Last week, we listed 10 things you might want to consider doing on Sundays if the NFL were to endure a long-term work stoppage. Watching the United Football League was not on that list, mainly because the UFL is fledgling and hasn’t grown enough to win most football fans over.

But UFL commissioner Michael Huyghue is excited about their third season, despite the fact the league’s in debt.’s Greg Garber reports that the league lost over $80 million in its first two seasons. They owe creditors about $5 million and are now being sued by one of their original investors, Mark Cuban.

“People never thought we could launch or play in the fall,” Huyghue told Garber, “or get good players, that there’d be no space on TV for us. Reports of our death are greatly exaggerated.”
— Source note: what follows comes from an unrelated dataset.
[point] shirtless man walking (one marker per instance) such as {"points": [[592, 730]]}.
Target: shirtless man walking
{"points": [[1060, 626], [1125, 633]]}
But because of those aforementioned financial troubles, they’ll once again go with five teams in 2011. That’s their biggest problem. It’s very hard to take a professional sports league seriously when it has only five franchises competing annually. Even the Canadian Football League has at least eight teams each year.

Huyghue was reluctant to state that an NFL lockout would save his league, but noted that “if people turn off to the billionaires-versus-millionaires argument, that creates an opportunity for a league like ours. It could benefit us incredibly.”

Honestly, NFL football is just too far ahead of UFL and CFL football for me to simply shift my focus to them. I’ll find non-football things to do in the case of a lockout.┬áThe way I see it, the only way the UFL will take a big step forward as a result of a work stoppage is if NFL players jump ship to help pay the bills.

“Listen, $10,000 a week is better than nothing when you need to pay for that Porsche and Mercedes,” said Huyghue.

If that happens and the league can find a way to convince a network to take a chance on it for a short stint, the UFL might be the biggest winner of this labour train wreck.